With the failure of Dr. Wozencraft’s attempt to bring about the reclamation of the Colorado Desert, interest in that region gradually waned. The Butterfield Overland Mail service to the Pacific Coast was discontinued; a new “Pony Express” line to San Francisco, by way of Salt Lake City, was established; and before 1865, the southern route, via Yuma and the Colorado Desert, had been practically abandoned. Dr. Wozencraft continued talking, to all who would listen, about his scheme for the irrigation of the Salton Sink; but most people regarded it as visionary, and nobody seemed inclined to take it up. Only in 1891, thirty eight years after Professor Blake first suggested irrigation, and twenty nine years after Dr. Wozencraft’s bill failed in Congress, was a serious attempt made to realize the “dream” of turning water into the Salton Sink and creating a fertile oasis in the heart of the Colorado Desert.
FOOTNOTES:
[1] Rep. of U. S. Geolog.

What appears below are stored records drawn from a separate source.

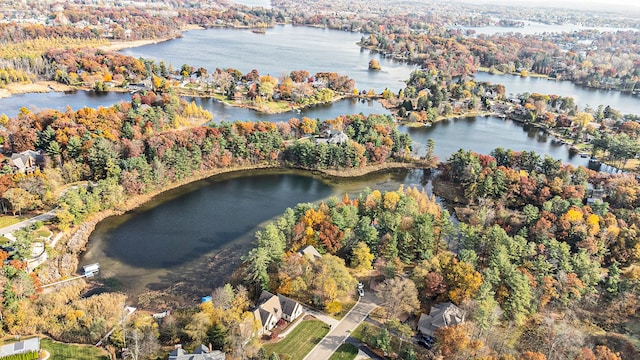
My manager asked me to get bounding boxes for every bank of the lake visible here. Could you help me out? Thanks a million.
[66,163,420,303]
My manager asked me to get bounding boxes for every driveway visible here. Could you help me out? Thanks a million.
[304,291,378,360]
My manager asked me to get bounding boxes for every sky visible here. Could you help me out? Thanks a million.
[462,0,640,10]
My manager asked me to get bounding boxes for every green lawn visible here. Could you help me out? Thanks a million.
[329,344,358,360]
[264,320,329,360]
[0,215,27,228]
[40,339,109,360]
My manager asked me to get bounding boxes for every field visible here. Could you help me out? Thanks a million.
[329,344,358,360]
[264,320,329,360]
[0,215,26,228]
[40,339,109,360]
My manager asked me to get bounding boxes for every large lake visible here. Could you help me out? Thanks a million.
[6,26,620,300]
[122,25,415,92]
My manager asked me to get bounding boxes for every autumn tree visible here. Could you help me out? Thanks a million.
[351,241,375,271]
[376,277,420,319]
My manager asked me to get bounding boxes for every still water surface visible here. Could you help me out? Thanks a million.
[475,72,640,115]
[81,117,600,295]
[122,25,416,92]
[80,171,428,300]
[13,26,624,295]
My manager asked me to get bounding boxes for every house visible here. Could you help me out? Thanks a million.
[298,245,322,261]
[11,150,44,174]
[253,291,303,335]
[0,337,40,358]
[418,302,465,336]
[315,130,349,145]
[169,345,225,360]
[278,294,302,322]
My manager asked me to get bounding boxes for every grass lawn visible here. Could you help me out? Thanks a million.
[329,344,358,360]
[0,215,27,228]
[264,320,329,360]
[40,339,109,360]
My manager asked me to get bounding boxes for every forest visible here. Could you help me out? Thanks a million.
[236,149,640,359]
[0,0,640,360]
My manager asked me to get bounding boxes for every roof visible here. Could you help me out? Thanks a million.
[298,245,322,260]
[418,302,465,336]
[258,290,282,319]
[315,130,349,144]
[169,345,225,360]
[278,294,300,316]
[0,337,40,357]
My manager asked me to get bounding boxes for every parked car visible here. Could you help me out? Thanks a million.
[416,334,436,345]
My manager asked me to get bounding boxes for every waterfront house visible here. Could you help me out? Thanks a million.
[278,294,302,322]
[298,245,322,261]
[169,345,226,360]
[0,337,40,358]
[315,130,349,145]
[11,150,44,174]
[418,302,465,336]
[253,291,303,335]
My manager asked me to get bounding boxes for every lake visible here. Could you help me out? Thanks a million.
[475,72,640,115]
[81,117,600,301]
[0,26,624,301]
[122,25,416,92]
[0,90,131,117]
[80,170,428,301]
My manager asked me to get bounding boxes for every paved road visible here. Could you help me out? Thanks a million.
[0,209,57,235]
[304,291,377,360]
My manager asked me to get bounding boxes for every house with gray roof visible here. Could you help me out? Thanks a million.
[278,294,302,322]
[418,302,466,336]
[11,150,44,174]
[315,130,349,145]
[169,345,225,360]
[253,290,303,335]
[298,245,322,261]
[0,337,40,358]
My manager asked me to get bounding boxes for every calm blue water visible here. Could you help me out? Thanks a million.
[122,25,415,92]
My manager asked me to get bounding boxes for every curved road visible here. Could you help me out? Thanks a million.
[304,291,378,360]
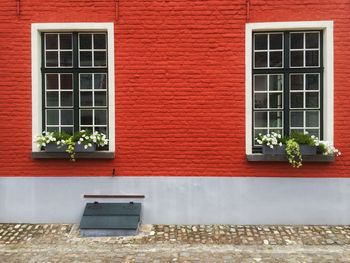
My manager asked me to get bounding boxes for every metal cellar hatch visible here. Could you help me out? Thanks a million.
[80,202,141,237]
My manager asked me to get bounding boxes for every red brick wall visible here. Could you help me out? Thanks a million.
[0,0,350,177]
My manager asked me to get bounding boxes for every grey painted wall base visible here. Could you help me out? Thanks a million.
[0,177,350,224]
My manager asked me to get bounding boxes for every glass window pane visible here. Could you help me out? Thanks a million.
[79,34,92,49]
[254,93,267,108]
[46,110,59,125]
[290,74,304,90]
[61,110,73,125]
[306,129,320,138]
[290,111,304,127]
[254,34,267,50]
[80,110,92,125]
[254,75,267,91]
[61,74,73,90]
[60,51,72,67]
[254,52,267,68]
[95,110,107,125]
[254,111,267,128]
[45,34,58,49]
[94,51,107,67]
[290,33,304,49]
[270,34,282,49]
[269,93,283,109]
[46,51,58,67]
[270,51,282,67]
[95,91,107,106]
[305,50,318,67]
[80,74,92,89]
[305,74,319,90]
[269,111,283,128]
[80,91,92,106]
[60,34,72,49]
[46,126,60,132]
[306,92,318,108]
[305,33,319,48]
[269,75,283,90]
[94,34,106,49]
[95,127,108,135]
[290,92,304,108]
[61,127,73,135]
[80,51,92,67]
[94,74,106,89]
[61,91,73,106]
[46,91,58,107]
[46,74,58,89]
[290,51,304,67]
[305,111,319,127]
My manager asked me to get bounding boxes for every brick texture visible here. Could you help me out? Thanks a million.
[0,0,350,177]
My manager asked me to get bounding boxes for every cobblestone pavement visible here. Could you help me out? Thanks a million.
[0,224,350,263]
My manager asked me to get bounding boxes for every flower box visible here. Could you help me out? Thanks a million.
[262,145,286,155]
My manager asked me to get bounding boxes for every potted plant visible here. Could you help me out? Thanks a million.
[256,132,341,168]
[35,130,108,161]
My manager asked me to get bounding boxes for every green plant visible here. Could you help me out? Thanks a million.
[286,138,303,168]
[35,130,108,162]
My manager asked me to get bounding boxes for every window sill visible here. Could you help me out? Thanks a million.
[32,151,115,159]
[246,153,335,162]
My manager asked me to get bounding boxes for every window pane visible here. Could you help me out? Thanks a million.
[305,111,319,127]
[305,51,318,67]
[45,34,58,49]
[46,74,58,89]
[60,34,72,49]
[61,110,73,125]
[80,74,92,89]
[269,75,283,90]
[80,91,92,106]
[94,34,106,49]
[290,74,304,90]
[254,34,267,50]
[305,74,319,90]
[305,33,319,48]
[61,91,73,106]
[60,51,72,67]
[290,92,304,108]
[46,91,58,107]
[95,110,107,125]
[269,93,283,109]
[254,52,267,68]
[290,51,304,67]
[290,33,304,49]
[80,110,92,125]
[95,91,107,106]
[270,111,283,128]
[46,110,59,125]
[254,111,267,127]
[94,74,106,89]
[79,34,92,49]
[80,51,92,67]
[46,51,58,67]
[254,93,267,108]
[270,51,282,67]
[61,74,73,90]
[270,34,282,49]
[94,51,106,67]
[290,111,304,127]
[305,92,318,108]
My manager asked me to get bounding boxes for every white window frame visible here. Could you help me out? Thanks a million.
[31,22,115,155]
[245,21,334,157]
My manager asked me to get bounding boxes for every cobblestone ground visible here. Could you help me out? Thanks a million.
[0,224,350,263]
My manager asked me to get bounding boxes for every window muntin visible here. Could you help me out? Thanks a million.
[41,32,108,143]
[252,31,323,150]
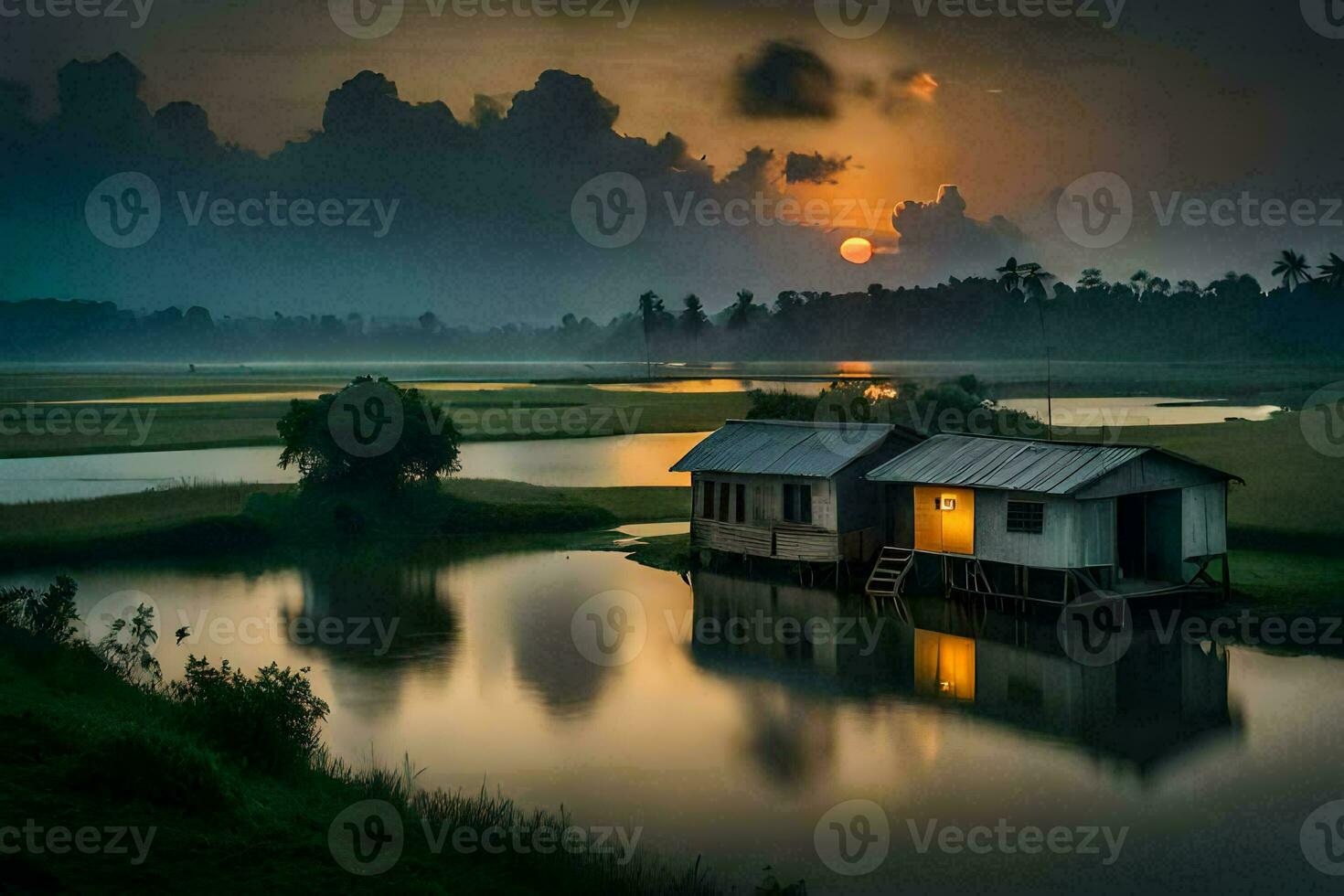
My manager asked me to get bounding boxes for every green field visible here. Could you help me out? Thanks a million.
[0,373,747,457]
[0,622,715,893]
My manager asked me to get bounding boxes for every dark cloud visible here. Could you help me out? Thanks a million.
[734,40,838,118]
[784,152,853,184]
[0,57,1016,325]
[891,184,1027,275]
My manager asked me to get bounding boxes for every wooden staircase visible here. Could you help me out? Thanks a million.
[864,548,915,598]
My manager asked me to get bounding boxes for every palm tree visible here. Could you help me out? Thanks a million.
[1078,267,1106,289]
[1129,267,1153,301]
[1317,252,1344,289]
[1270,249,1312,292]
[681,293,709,360]
[995,257,1021,293]
[729,289,755,329]
[640,290,663,380]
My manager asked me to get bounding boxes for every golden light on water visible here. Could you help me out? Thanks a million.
[840,237,872,264]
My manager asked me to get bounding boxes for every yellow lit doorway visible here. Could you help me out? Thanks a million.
[915,485,976,553]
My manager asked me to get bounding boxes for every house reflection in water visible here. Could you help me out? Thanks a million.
[689,572,1239,776]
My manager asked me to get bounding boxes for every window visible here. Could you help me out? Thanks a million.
[784,485,812,523]
[1008,501,1046,535]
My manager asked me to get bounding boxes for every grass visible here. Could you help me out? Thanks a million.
[0,375,749,458]
[0,624,714,893]
[0,480,691,567]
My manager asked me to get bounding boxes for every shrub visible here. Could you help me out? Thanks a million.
[0,575,80,645]
[168,656,331,771]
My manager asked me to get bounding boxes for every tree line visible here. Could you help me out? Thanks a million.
[0,250,1344,362]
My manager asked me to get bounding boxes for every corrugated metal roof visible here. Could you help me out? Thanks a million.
[672,421,895,478]
[866,432,1156,495]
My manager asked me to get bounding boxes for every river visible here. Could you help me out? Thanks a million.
[3,548,1344,893]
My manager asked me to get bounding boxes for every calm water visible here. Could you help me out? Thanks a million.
[4,536,1344,893]
[0,432,706,503]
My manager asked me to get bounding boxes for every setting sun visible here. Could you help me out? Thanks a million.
[840,237,872,264]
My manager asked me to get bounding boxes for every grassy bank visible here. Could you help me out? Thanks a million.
[0,378,749,457]
[0,624,712,893]
[0,480,689,567]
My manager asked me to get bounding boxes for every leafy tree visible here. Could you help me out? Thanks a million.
[729,289,758,329]
[1270,249,1312,290]
[0,575,80,644]
[275,376,461,490]
[680,293,709,360]
[640,290,663,379]
[995,257,1021,293]
[1078,267,1106,289]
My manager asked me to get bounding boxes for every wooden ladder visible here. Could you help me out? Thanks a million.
[864,548,915,598]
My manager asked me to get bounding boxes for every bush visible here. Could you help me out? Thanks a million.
[0,575,80,645]
[168,656,331,771]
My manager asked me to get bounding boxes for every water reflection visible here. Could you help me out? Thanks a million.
[689,572,1239,786]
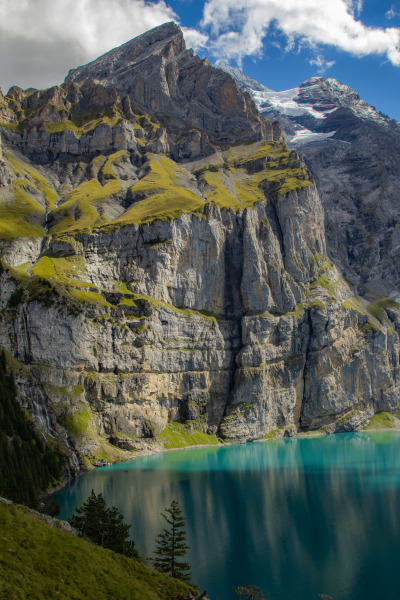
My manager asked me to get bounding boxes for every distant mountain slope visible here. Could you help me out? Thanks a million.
[218,63,400,300]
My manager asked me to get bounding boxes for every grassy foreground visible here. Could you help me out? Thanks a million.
[0,502,191,600]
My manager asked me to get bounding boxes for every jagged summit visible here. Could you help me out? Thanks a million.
[62,22,282,158]
[65,21,186,85]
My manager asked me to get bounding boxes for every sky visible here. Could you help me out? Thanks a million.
[0,0,400,120]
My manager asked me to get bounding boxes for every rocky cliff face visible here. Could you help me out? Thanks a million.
[219,63,400,301]
[0,24,400,468]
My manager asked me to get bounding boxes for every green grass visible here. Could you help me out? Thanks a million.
[50,179,122,235]
[376,298,400,310]
[0,179,45,240]
[263,429,280,440]
[28,256,112,307]
[60,406,92,437]
[364,412,395,431]
[158,421,218,449]
[112,154,204,225]
[367,304,387,323]
[0,503,194,600]
[4,152,59,210]
[101,150,129,179]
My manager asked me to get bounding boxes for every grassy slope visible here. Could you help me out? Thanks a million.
[0,503,194,600]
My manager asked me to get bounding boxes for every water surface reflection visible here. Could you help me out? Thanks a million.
[56,432,400,600]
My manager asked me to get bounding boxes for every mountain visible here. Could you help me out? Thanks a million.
[0,23,400,470]
[218,63,400,301]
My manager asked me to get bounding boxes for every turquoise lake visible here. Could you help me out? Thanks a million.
[55,432,400,600]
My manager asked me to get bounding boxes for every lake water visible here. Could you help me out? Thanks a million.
[55,432,400,600]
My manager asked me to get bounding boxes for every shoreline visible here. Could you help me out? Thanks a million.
[47,418,400,503]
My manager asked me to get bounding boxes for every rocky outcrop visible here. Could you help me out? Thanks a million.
[66,22,282,158]
[220,64,400,301]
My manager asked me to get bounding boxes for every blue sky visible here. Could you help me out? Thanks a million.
[0,0,400,120]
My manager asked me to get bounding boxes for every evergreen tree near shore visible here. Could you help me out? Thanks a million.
[0,351,65,508]
[69,490,139,560]
[152,500,191,583]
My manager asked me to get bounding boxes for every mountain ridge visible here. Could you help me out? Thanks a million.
[0,24,400,470]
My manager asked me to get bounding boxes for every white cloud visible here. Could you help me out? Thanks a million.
[385,5,400,19]
[0,0,178,91]
[202,0,400,66]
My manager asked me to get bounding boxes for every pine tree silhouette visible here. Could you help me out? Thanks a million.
[152,500,191,583]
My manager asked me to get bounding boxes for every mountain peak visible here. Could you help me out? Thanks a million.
[65,21,186,85]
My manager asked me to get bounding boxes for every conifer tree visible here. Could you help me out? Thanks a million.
[152,500,191,583]
[69,490,139,560]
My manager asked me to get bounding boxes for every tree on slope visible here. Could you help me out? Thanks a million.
[152,500,191,583]
[69,490,139,560]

Survey for 1916.
[2] “The Imperial Valley and Salton Sink,” by H. T. Cory, formerly Chief Engineer of the California Development Co., p. 49; San Francisco 1915 (embodying paper read Jan. 8, 1913, before the Amer. Soc. of Civil Engineers and published in its Transactions as “Paper 1270”).
THE CREATION OF THE OASIS
In 1891, John C. Beatty, of California, another man who had imagination and foresight, became interested in the agricultural possibilities of the Colorado Desert, and formed a corporation under the name of “The California Irrigation Company” for the purpose of carrying water into the Salton Sink from the Colorado River. He engaged as his technical adviser Mr. C. R. Rockwood, who had been in the employ of the U. S. Reclamation Service, and who was regarded as “a shrewd and clever man and engineer.”[3] Mr. Rockwood made a careful survey of the Colorado delta, and found, as Lieutenant Bergland had found in an earlier survey, that between the river and the Sink there was a natural obstacle in the shape of a range of sand hills, which extended southward to the border line of Mexico. All natural overflows of the river, in prehistoric times, had been south of this barrier, and Mr. Rockwood thought that it would be easier and more economical to follow the river’s ancient track than to put a conduit through these hills on the American side of the boundary. He proposed, therefore, to take water from the Colorado at Potholes, twelve miles above Yuma, carry it southward into Mexico, thence westward around the promontory of sand hills, and finally northward, across the line again, into southern California. This plan would involve the digging of a curving canal, forty or fifty miles in length, through Mexican territory; but it would obviate the necessity of cutting through the sand hills, and would perhaps enable the diggers to utilize, on the Mexican side, one of the dry barrancas, or ancient overflow channels, through which the Colorado discharged into the Sink in ages past.
Relief Map of Imperial Valley and Its Environment
Owing to the lack of public confidence in reclamation experiments, Mr. Beatty and his associates were not able to secure as much capital as they needed for their enterprise, and when the monetary panic of 1893 came, they found themselves involved in financial difficulties from which they could not extricate themselves. In the latter part of 1893 the California Irrigation Co. went into bankruptcy, and its maps, records, and engineering data were turned over to Mr. Rockwood, in satisfaction of a judgment that he obtained in a suit for his unpaid salary.[4]
This seemed likely to put an end to the Salton Sink project; but Mr. Rockwood, whose observations and work in the Colorado delta had given him unbounded faith in the ultimate success of the scheme, determined to undertake the promotion of it himself. After several years of endeavor, he succeeded in forming another organization which was incorporated in New Jersey, on the 21st of April 1896, under the title of “The California Development Company.” For two years or more, this corporation tried to get permission from the Mexican Government to hold land, acquire rights, and dig an irrigating canal south of the boundary line; but the Mexican authorities refused to make any concessions, and it was finally found necessary to organize a subsidiary Mexican company. This corporation, which had a nominal capital of $62,000, was wholly owned and controlled by the California Development Co., but it operated under a Mexican charter.